Another initiative, called Unpaywall, is a simple browser extension, but its creators, Jason Priem and Heather Piwowar, say it could help alter the status quo of scholarly publishing.
“We’re setting up a lemonade stand right next to the publishers’ lemonade stand,” says Mr. Priem. “They’re charging $30 for a glass of lemonade, and we’re showing up right next to them and saying, ‘Lemonade for free’. It’s such a disruptive, exciting, and interesting idea, I think.”
Like the Open Access Button, Unpaywall is open-source, nonprofit, and dedicated to improving access to scholarly research. The button, devised in 2013, has a searchable database that comes into play when a user hits a paywall.

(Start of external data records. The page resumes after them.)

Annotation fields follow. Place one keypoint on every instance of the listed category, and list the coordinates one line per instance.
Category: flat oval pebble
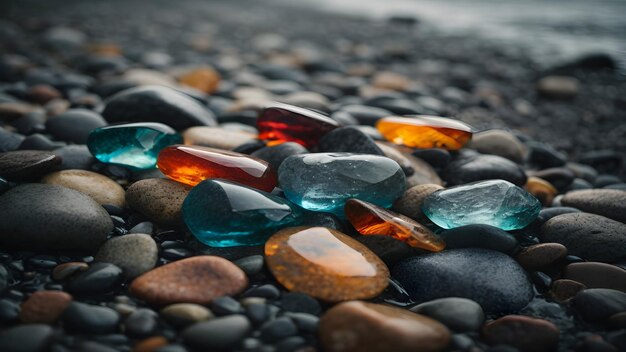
(325, 181)
(325, 263)
(198, 280)
(367, 327)
(134, 253)
(606, 202)
(524, 333)
(495, 202)
(225, 214)
(157, 104)
(52, 217)
(101, 188)
(192, 164)
(369, 219)
(27, 164)
(492, 279)
(135, 145)
(425, 131)
(289, 123)
(589, 236)
(160, 200)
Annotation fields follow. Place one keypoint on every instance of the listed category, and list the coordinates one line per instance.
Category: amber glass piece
(193, 164)
(370, 219)
(325, 263)
(279, 123)
(425, 131)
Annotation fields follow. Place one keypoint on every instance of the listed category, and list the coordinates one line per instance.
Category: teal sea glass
(497, 203)
(135, 145)
(325, 181)
(222, 213)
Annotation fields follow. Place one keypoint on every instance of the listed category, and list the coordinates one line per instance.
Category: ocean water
(551, 31)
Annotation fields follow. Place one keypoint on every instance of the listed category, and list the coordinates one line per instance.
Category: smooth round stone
(98, 278)
(377, 328)
(524, 333)
(423, 131)
(597, 304)
(191, 165)
(101, 188)
(541, 255)
(589, 236)
(160, 200)
(26, 164)
(225, 333)
(276, 154)
(495, 202)
(349, 139)
(134, 145)
(198, 280)
(39, 216)
(184, 314)
(134, 253)
(492, 279)
(325, 181)
(596, 275)
(606, 202)
(224, 214)
(479, 236)
(472, 168)
(410, 204)
(44, 307)
(458, 314)
(325, 264)
(27, 338)
(157, 104)
(215, 137)
(289, 123)
(90, 319)
(501, 143)
(369, 219)
(74, 125)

When an Unpaywall user lands on the page of a research article, the software scours thousands of institutional repositories, preprint servers, and websites like PubMed Central to see if an open-access copy of the article is available. If it is, users can click a small green tab on the side of the screen to view a PDF.
Sci-Hub gets an honorable mention as a “..pirate website…,” usage of which carries “…so much fear and uncertainty….” (Disclaimer, the author of those comments is one of the creators of Unpaywall (Jason Priem).)
Hardly. What was long suspected about academic publishing has become widely known: Peer review is a fiction, even at the best known publishers, to say nothing of lesser lights in the academic universe. The “contribution” of publishers is primarily maintaining lists of editors for padding the odd resume. (Peer Review failure: Science and Nature journals reject papers because they “have to be wrong”.)
I should not overlook publishers as a source of employment for “gatekeepers.” “Gatekeepers” being those unable to make a contribution on their own, who seek to prevent others from doing so and failing that, preventing still others from learning of those contributions.
Serfdom was abolished centuries ago, academic publishing deserves a similar fate.